Code Golfers, here's a challenge on string operations.

Email Address Validation, but without regular expressions (or similar parsing library) of course. It's not so much about the email addresses but how short you can write the different string operations and constraints given below.

The rules are the following (yes, I know, this is not RFC compliant, but these are going to be the 5 rules for this challenge):

  • At least 1 character out of this group before the @:

    A-Z, a-z, 0-9, . (period), _ (underscore)
    
  • @ has to exist, exactly one time

    john@smith.com
        ^
    
  • Period (.) has to exist exactly one time after the @

    john@smith.com
              ^
    
  • At least 1 only [A-Z, a-z] character between @ and the following . (period)

    john@s.com
         ^
    
  • At least 2 only [A-Z, a-z] characters after the final . period

    john@smith.ab
               ^^
    

Please post the method/function only, which would take a string (proposed email address) and then return a Boolean result (true/false) depending on the email address being valid (true) or invalid (false).

Samples:
b@w.org    (valid/true)          @w.org     (invalid/false)    
b@c@d.org  (invalid/false)       test@org   (invalid/false)    
test@%.org (invalid/false)       s%p@m.org  (invalid/false)    
j_r@x.c.il (invalid/false)       j_r@x.mil  (valid/true)
r..t@x.tw  (valid/true)          foo@a%.com (invalid/false)

Good luck!

share|improve this question
5  
Too many [code-golf]s of late.
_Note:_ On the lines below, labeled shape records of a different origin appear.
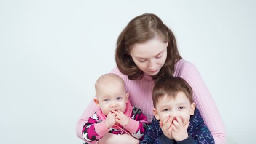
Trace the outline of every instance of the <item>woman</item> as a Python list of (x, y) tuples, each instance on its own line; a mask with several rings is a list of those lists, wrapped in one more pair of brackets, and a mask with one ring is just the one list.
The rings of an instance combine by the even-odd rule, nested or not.
[[(215, 143), (225, 143), (224, 125), (207, 88), (195, 66), (182, 59), (173, 32), (157, 16), (144, 14), (129, 22), (117, 39), (115, 59), (117, 68), (111, 72), (124, 80), (132, 105), (140, 108), (149, 122), (153, 116), (152, 93), (155, 82), (164, 75), (182, 77), (192, 88), (197, 107)], [(81, 117), (77, 127), (80, 138), (83, 139), (83, 126), (98, 109), (92, 101)], [(127, 141), (139, 143), (126, 134), (110, 133), (99, 143)]]

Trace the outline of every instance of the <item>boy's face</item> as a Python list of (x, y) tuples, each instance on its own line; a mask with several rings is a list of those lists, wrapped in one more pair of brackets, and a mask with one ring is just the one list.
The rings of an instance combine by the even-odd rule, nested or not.
[(174, 118), (179, 116), (184, 125), (189, 120), (190, 115), (194, 115), (195, 104), (190, 104), (185, 93), (181, 91), (175, 98), (165, 95), (160, 98), (156, 107), (153, 112), (157, 120), (163, 121), (168, 116)]
[(106, 85), (96, 92), (95, 103), (100, 107), (103, 114), (107, 115), (109, 112), (119, 110), (124, 112), (128, 102), (129, 93), (125, 92), (121, 85)]

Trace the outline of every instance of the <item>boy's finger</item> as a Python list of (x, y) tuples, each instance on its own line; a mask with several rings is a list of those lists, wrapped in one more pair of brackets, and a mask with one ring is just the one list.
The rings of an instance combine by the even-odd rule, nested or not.
[(178, 127), (180, 125), (179, 123), (178, 123), (178, 122), (175, 120), (173, 121), (173, 123), (175, 125), (176, 127)]
[(165, 123), (165, 125), (164, 125), (164, 126), (165, 127), (165, 128), (166, 128), (166, 129), (168, 130), (169, 129), (169, 128), (170, 128), (170, 127), (171, 126), (171, 125), (172, 120), (172, 119), (169, 118), (168, 120), (168, 121), (167, 121), (167, 122), (166, 122), (166, 123)]
[(177, 131), (177, 128), (176, 128), (176, 127), (175, 127), (175, 126), (174, 125), (172, 125), (171, 126), (171, 128), (172, 129), (172, 131), (173, 131), (174, 132), (176, 132)]
[(167, 122), (168, 121), (168, 120), (169, 120), (169, 116), (168, 116), (163, 119), (163, 125), (165, 125), (165, 124), (166, 123), (166, 122)]
[(163, 128), (163, 122), (161, 121), (159, 121), (159, 125), (160, 125), (160, 128), (162, 129)]
[(186, 128), (186, 129), (187, 129), (187, 128), (189, 127), (189, 121), (188, 122), (187, 122), (187, 123), (186, 123), (186, 124), (185, 124), (185, 125), (184, 125), (184, 127), (185, 128)]

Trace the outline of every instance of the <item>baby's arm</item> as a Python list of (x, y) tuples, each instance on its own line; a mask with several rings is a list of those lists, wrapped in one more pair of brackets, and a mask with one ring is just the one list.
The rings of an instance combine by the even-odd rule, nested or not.
[(98, 141), (109, 131), (104, 124), (104, 121), (99, 122), (96, 112), (89, 118), (88, 122), (83, 128), (83, 137), (86, 141)]
[(128, 125), (125, 128), (128, 130), (132, 136), (140, 140), (144, 137), (145, 131), (148, 127), (147, 117), (141, 109), (133, 107), (133, 112)]

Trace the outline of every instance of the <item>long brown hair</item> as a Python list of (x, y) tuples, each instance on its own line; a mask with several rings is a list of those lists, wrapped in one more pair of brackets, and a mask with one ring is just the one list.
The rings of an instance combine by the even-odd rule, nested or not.
[(168, 42), (167, 57), (158, 73), (152, 77), (155, 81), (163, 75), (173, 75), (174, 65), (181, 59), (174, 35), (157, 16), (145, 13), (132, 19), (122, 31), (117, 42), (115, 56), (117, 65), (120, 72), (128, 76), (130, 80), (141, 79), (143, 76), (143, 72), (137, 67), (129, 54), (131, 47), (135, 43), (145, 43), (157, 36), (162, 38), (164, 42)]

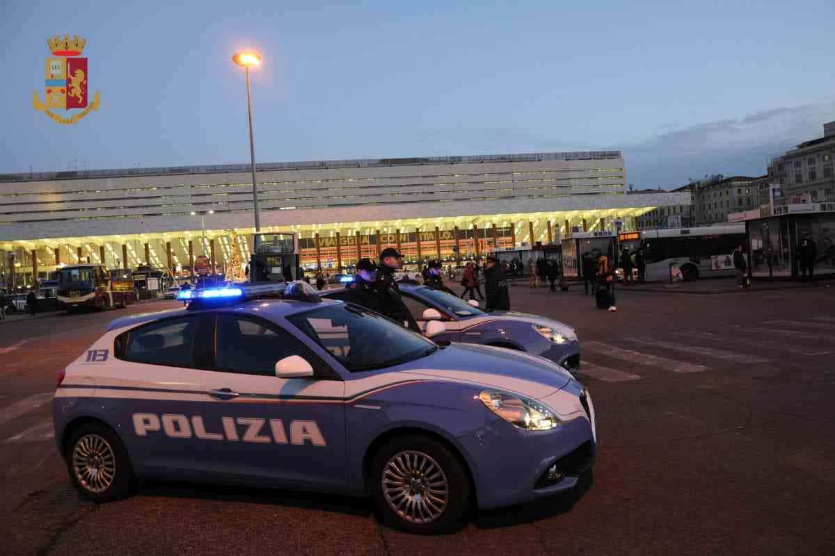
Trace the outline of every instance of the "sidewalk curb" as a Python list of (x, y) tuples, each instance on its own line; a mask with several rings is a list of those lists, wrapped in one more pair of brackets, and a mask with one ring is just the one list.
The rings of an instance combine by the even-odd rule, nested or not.
[(618, 291), (627, 291), (627, 292), (645, 292), (649, 293), (678, 293), (681, 295), (715, 295), (717, 293), (744, 293), (747, 292), (767, 292), (767, 291), (779, 291), (779, 290), (789, 290), (789, 289), (811, 289), (813, 288), (829, 288), (829, 284), (773, 284), (773, 283), (762, 283), (757, 284), (756, 282), (752, 284), (751, 288), (724, 288), (721, 289), (707, 289), (707, 290), (682, 290), (678, 289), (680, 286), (671, 286), (666, 288), (635, 288), (630, 286), (620, 286), (618, 288)]

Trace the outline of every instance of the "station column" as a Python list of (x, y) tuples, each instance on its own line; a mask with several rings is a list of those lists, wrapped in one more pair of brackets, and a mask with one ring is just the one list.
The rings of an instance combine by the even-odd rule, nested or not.
[(321, 268), (321, 248), (319, 245), (319, 234), (313, 236), (313, 243), (316, 245), (316, 268), (318, 271)]
[(438, 255), (438, 261), (441, 261), (441, 230), (435, 226), (435, 251)]
[(478, 252), (478, 248), (480, 246), (478, 245), (478, 224), (473, 224), (473, 244), (475, 246), (475, 257), (476, 257), (476, 258), (478, 258), (478, 257), (481, 256), (480, 253), (479, 253), (479, 252)]
[(32, 283), (38, 284), (38, 249), (32, 250)]
[(461, 264), (461, 243), (458, 242), (458, 227), (455, 227), (455, 263)]
[[(230, 248), (234, 249), (235, 246), (231, 245)], [(168, 262), (168, 272), (171, 274), (171, 278), (174, 278), (174, 267), (171, 266), (171, 242), (165, 242), (165, 260)]]
[[(148, 249), (148, 243), (145, 243), (145, 249)], [(146, 251), (147, 253), (147, 251)], [(211, 273), (215, 274), (215, 268), (217, 264), (217, 259), (215, 258), (215, 238), (212, 238), (209, 240), (209, 253), (211, 254)]]
[(337, 273), (342, 272), (342, 248), (339, 245), (339, 232), (337, 232)]
[(420, 265), (421, 265), (421, 263), (423, 260), (423, 258), (421, 256), (421, 253), (420, 253), (420, 228), (415, 228), (415, 241), (417, 242), (417, 245), (418, 245), (418, 268), (419, 268)]

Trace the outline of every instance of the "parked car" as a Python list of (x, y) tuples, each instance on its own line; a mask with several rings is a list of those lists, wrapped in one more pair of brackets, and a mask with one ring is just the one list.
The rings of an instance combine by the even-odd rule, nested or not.
[(588, 390), (541, 358), (438, 344), (308, 294), (193, 295), (114, 321), (58, 373), (55, 442), (84, 498), (134, 478), (246, 483), (371, 498), (391, 525), (435, 533), (573, 490), (595, 463)]
[[(403, 302), (421, 330), (433, 320), (443, 322), (446, 332), (433, 337), (466, 343), (508, 348), (539, 355), (572, 372), (579, 369), (579, 340), (574, 329), (551, 318), (513, 311), (485, 311), (463, 299), (425, 286), (400, 284)], [(345, 298), (345, 289), (321, 295)]]

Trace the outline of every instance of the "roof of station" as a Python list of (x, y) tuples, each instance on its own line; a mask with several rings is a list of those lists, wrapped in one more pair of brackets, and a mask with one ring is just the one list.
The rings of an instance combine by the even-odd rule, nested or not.
[[(290, 163), (259, 163), (258, 172), (273, 170), (367, 168), (374, 166), (416, 166), (422, 164), (462, 164), (475, 163), (522, 163), (544, 160), (599, 160), (623, 158), (620, 151), (577, 151), (566, 153), (525, 153), (519, 154), (479, 154), (460, 157), (412, 157), (402, 158), (354, 158), (314, 160)], [(163, 166), (155, 168), (115, 168), (102, 170), (68, 170), (0, 174), (3, 182), (37, 182), (58, 179), (92, 179), (135, 176), (176, 176), (200, 173), (249, 172), (250, 164), (210, 164), (206, 166)]]

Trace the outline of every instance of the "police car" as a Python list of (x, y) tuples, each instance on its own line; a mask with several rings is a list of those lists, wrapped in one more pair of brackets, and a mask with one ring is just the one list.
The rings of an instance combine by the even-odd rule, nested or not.
[[(435, 341), (517, 349), (550, 359), (569, 371), (579, 370), (579, 340), (568, 324), (525, 313), (483, 311), (478, 304), (437, 289), (398, 285), (401, 298), (421, 330), (426, 331), (428, 323), (443, 323), (445, 332), (433, 335)], [(322, 295), (340, 299), (347, 294), (344, 289), (332, 289)]]
[(55, 438), (83, 496), (134, 478), (326, 491), (437, 533), (572, 489), (594, 463), (591, 398), (559, 366), (435, 343), (301, 283), (258, 288), (117, 319), (59, 373)]

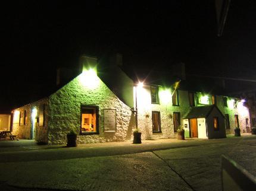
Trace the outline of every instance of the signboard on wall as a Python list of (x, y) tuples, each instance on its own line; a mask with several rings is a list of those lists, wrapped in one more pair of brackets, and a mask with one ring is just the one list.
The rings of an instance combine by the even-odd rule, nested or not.
[(115, 132), (116, 126), (116, 110), (104, 109), (104, 132)]

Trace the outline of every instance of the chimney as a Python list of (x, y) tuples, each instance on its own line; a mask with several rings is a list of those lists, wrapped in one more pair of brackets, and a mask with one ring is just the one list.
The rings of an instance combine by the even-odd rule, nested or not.
[(96, 69), (98, 59), (95, 57), (83, 55), (80, 58), (79, 70), (81, 72), (90, 68)]

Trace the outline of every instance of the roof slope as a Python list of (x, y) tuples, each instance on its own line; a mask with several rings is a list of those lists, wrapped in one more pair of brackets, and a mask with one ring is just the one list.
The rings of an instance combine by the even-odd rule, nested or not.
[(183, 117), (183, 119), (200, 117), (206, 118), (214, 107), (216, 107), (217, 110), (221, 114), (221, 115), (223, 115), (216, 105), (210, 105), (193, 107), (189, 113), (188, 113), (186, 116)]

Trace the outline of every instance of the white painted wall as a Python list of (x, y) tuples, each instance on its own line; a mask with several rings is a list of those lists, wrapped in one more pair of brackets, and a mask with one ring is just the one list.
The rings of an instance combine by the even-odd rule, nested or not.
[(197, 128), (198, 132), (198, 138), (208, 139), (206, 133), (205, 118), (197, 118)]

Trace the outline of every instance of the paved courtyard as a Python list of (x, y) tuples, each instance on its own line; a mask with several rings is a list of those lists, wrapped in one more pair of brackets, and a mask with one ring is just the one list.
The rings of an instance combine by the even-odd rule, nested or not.
[(10, 190), (219, 190), (222, 154), (256, 176), (256, 136), (243, 135), (77, 148), (0, 141), (0, 186)]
If this continues I will relucatnatly join Pax and start voting to close. –  dmckee Sep 7 '09 at 21:19
13  
dmckee: What, is stackoverflow running out of question numbers? –  caf Sep 7 '09 at 23:36
3  
@caf: Like best [joke|comic|...] and similar questions these lie outside the remit of SO. That is not a problem as long as they are rare. Indeed, they serve as diversions and provide a sense of community. But if they grow too common they will give new-comers the wrong impression about the culture and purpose of the site; they will dive the appearance of a lot of drivel. Which is a shame, because I like code golf, enjoy playing with some of the problems that come up, and am quite proud of some on my entries. –  dmckee Sep 8 '09 at 0:32
4  
@dmckee - While I'm a fan of code golf, I'm inclined to agree that we're seeing a deluge of golf questions recently. –  Chris Lutz Sep 8 '09 at 0:42
3  
[code-golf] questions are being discussed on meta.stackexchange.com/questions/20912/so-weekly-code-golf –  Brad Gilbert Sep 8 '09 at 21:53

15 Answers 15

C89 (166 characters)

#define B(c)isalnum(c)|c==46|c==95
#define C(x)if(!v|*i++-x)return!1;
#define D(x)for(v=0;x(*i);++i)++v;
v;e(char*i){D(B)C(64)D(isalpha)C(46)D(isalpha)return!*i&v>1;}

Not re-entrant, but can be run multiple times. Test bed:

#include<stdio.h>
#include<assert.h>
main(){
    assert(e("b@w.org"));
    assert(e("r..t@x.tw"));
    assert(e("j_r@x.mil"));
    assert(!e("b@c@d.org"));
    assert(!e("test@%.org"));
    assert(!e("j_r@x.c.il"));
    assert(!e("@w.org"));
    assert(!e("test@org"));
    assert(!e("s%p@m.org"));
    assert(!e("foo@a%.com"));
    puts("success!");
}
share|improve this answer
    
Very nice. –  jeffamaphone Sep 7 '09 at 18:15
    
@jeffamaphone, Thank you. =] –  strager Sep 7 '09 at 18:18
1  
Really this should be C89+ASCII, I'm pretty sure it'd fail on a C89 implementation that used EBCDIC ;) –  caf Sep 7 '09 at 23:41
2  
@strager: isalpha() is considerably shorter than c<91&c>64|c<123&c>96 and works without an #include. In fact, then you would just need #define A isalpha. Hmm... Come to think of it, it would be the same length to just use isalpha wherever you have A now, and leave the #define A out all together. –  P Daddy Sep 8 '09 at 3:40
1  
<ctype.h> declares isalpha. That doesn't mean it's required. Without the prototype, the compiler will assume it returns an int, which it does, and will not check the number or types of arguments, but that's okay. –  P Daddy Sep 9 '09 at 17:05

J

:[[/%^(:[[+-/^,&i|:[$[' ']^j+0__:k<3:]]
share|improve this answer
    
REALLY ;) still, +1 for a good comeback. –  Alex Sep 7 '09 at 22:00
    
That's about the fifth J program I've seen that started with :[[ and ended with :]] - what gives? –  Chris Lutz Sep 8 '09 at 0:43
36  
It's extra sad at the beginning, but by the end it gets really happy. –  P Daddy Sep 8 '09 at 3:11

C89, 175 characters.

#define G &&*((a+=t+1)-1)==
#define H (t=strspn(a,A
t;e(char*a){char A[66]="_.0123456789Aa";short*s=A+12;for(;++s<A+64;)*s=s[-1]+257;return H))G 64&&H+12))G 46&&H+12))>1 G 0;}

I am using the standard library function strspn(), so I feel this answer isn't as "clean" as strager's answer which does without any library functions. (I also stole his idea of declaring a global variable without a type!)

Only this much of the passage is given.